Bramble Fall 2025 print issue is now available.
Editor’s Note
It was difficult to select only 20 poems out of the many strong poems submitted. Wisconsin has many excellent poets! This makes me joyous and I have tried to hang onto that joy during these turbulent times. I have varied the order of the poems between those that directly address the challenges our country is facing and those that present a scene or more visual snapshot of life. I think the order of the poems adds to the power of this collection. All are specific and moved me. What can poetry do to help people through difficult times? Poems ground us in lived experience, make us see different perspectives, ask us to consider questions we’ve never thought of before. This helps. Poems help. When we read the same collection of poems, we create community. This helps, too. The call for submissions for this issue was titled “What America Means to Me” and perhaps “now” should have been added to that title. All the poems represented touch on important aspects of life in the United States today. I hope as you read them you think of all the other people reading them, and remember that we are all community, we are all connected.
P.R. Dyjak
Fall 2025
P.R. Dyjak
P.R. Dyjak [aka Patricia R. Dyjak, aka Pat] is a poet and recently retired professor who taught creative writing, ethnic literature, literary theory, and composition at the University of Wisconsin-Stevens Point. “Compassion” and “And it harm none” are her watch-phrases. The spirituality of the web of life and social justice issues are of great importance to Dyjak. She is a lyrical poet trying to be brave enough to push her language and silence to do more. Pulitzer Prize winning poet Carolyn Kizer called Pat’s poem “Killing Angels” “brave.” She lives with her dog Zoey and cats Flora and Chianna in the very green city of Stevens Point in the very white, northern part of WI. Her chapbook Symphony for the Cutters (2013) is available through Kattywompus Press, Boston. [“Dyjak” is pronounced DEE-jack].
Trailblazer
Mural
Jessie Fritsch
Artist Bio
Jessie Fritsch
Jessie’s love for beeswax painting began during her first year of college, when she discovered The Mysterious Fayum Portraits: Faces from Ancient Egypt by Euphrosyne Doxiadis. Captivated by the luminous beauty and rich history of this ancient technique, she’s spent the past 21 years dedicated to working with beeswax as her primary medium.

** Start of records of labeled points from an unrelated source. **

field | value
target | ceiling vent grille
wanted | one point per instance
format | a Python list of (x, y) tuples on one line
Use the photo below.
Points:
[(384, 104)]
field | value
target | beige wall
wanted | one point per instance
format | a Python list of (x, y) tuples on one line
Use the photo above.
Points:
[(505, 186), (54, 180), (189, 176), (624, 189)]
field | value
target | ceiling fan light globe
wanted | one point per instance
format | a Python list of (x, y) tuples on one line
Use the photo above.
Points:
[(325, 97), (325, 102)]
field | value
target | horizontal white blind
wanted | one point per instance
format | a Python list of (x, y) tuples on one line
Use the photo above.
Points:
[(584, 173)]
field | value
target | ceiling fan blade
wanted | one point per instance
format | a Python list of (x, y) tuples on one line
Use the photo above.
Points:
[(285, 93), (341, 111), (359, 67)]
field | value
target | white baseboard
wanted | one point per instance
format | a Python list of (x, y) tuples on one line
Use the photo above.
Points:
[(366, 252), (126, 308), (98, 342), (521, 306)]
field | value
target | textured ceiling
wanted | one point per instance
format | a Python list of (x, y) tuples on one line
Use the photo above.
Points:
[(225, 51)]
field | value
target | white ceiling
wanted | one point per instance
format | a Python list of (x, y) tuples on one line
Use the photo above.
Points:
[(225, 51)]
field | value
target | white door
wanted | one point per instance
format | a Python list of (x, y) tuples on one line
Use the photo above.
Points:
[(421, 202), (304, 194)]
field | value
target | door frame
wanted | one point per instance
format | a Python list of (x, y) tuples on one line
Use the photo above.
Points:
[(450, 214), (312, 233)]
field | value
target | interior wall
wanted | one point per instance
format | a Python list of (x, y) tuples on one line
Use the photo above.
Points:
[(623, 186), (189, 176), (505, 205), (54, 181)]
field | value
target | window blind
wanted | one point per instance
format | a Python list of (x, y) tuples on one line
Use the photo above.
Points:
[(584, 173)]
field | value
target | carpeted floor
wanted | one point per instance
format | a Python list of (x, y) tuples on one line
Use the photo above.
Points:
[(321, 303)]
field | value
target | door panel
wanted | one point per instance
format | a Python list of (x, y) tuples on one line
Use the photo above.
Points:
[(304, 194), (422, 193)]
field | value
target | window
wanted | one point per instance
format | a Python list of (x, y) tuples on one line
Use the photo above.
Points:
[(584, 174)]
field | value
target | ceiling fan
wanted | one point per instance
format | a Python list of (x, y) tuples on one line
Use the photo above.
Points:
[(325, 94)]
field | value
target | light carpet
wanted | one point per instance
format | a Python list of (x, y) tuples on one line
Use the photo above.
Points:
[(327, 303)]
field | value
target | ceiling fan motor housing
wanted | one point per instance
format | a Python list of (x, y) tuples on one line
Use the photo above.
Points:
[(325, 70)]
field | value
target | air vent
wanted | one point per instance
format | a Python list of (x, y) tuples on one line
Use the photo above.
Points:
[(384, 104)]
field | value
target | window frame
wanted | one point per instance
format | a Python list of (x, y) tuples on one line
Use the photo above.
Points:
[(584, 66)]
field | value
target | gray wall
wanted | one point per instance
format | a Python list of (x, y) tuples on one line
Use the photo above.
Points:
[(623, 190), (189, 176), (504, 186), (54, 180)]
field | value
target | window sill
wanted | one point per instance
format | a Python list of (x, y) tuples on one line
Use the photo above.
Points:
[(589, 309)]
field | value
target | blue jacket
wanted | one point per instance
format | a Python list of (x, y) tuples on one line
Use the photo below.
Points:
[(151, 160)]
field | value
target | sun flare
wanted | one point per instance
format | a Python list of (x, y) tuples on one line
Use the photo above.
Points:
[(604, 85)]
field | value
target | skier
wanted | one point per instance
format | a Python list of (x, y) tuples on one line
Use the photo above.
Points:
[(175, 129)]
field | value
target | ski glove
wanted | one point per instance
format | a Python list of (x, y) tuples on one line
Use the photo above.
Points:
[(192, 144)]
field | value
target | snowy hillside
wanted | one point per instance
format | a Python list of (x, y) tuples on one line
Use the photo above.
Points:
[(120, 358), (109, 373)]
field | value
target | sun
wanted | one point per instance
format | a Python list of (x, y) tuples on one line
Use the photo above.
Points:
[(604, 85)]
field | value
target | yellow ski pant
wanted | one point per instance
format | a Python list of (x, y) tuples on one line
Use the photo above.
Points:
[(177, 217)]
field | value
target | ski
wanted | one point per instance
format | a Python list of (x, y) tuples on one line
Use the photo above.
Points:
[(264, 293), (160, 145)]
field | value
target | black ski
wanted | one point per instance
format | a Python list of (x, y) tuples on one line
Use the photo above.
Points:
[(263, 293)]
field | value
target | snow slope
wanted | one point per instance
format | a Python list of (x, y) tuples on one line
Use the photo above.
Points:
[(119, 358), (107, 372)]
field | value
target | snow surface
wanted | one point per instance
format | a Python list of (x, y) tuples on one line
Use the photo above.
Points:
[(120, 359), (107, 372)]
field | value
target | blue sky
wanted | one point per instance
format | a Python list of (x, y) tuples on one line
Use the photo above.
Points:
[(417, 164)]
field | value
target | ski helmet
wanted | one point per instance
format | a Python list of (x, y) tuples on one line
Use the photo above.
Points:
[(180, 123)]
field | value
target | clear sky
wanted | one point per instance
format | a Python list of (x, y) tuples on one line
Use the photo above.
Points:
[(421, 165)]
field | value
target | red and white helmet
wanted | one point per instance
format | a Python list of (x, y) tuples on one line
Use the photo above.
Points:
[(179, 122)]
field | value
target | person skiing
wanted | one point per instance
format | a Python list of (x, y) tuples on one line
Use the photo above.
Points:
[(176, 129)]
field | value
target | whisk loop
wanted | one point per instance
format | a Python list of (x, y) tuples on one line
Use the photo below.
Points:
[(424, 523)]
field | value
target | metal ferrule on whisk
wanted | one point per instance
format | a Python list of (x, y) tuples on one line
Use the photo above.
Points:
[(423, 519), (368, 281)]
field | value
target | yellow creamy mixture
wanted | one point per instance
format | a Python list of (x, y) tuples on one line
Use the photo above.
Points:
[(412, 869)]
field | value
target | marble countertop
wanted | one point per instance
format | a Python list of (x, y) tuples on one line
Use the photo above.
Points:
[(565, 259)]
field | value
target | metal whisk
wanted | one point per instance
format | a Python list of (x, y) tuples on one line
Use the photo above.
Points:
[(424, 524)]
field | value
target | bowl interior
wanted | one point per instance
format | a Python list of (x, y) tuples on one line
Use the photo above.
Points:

In 2004, she received a research grant from UW-Stevens Point to explore encaustic painting, teaching herself how to work with molten, pigmented beeswax. She earned her BFA in Studio Art with a painting emphasis in 2006. When graduate school didn’t pan out, she pivoted—exhibiting at art festivals across the Midwest, where she continues to share her work.
She began teaching encaustic workshops in 2019 and opened Buzz in Art Studios in rural Arnott, Wisconsin, in 2022. Each month, she hosts small-group encaustic workshops, private lessons, and custom sessions—sharing this ancient and luminous medium with curious creatives of all backgrounds.
She’s also active in arts leadership: she has served as Director of the Stevens Point Festival of the Arts since 2015, has been on the Hidden Studios Art Tour steering committee since 2019, and is a member of the Gallery Q Artists Cooperative (2018–2020, rejoined in 2023).
Artist Statement
I paint because I was raised surrounded by a creative and arty family who always supported my artistic talent and ambition.
I chose encaustics for its ancient roots and the compelling tension between heating and cooling amongst chaos and control—a rhythm unlike any other medium. The process of encaustic demands both a confident hand and one that can embrace the spontaneity of the wax's natural flow. My work, and my life, reflect this dance between structure and unpredictability.
My drive is to make art, teach workshops, protect the pollinators, and help support a vibrant art community in Central WI.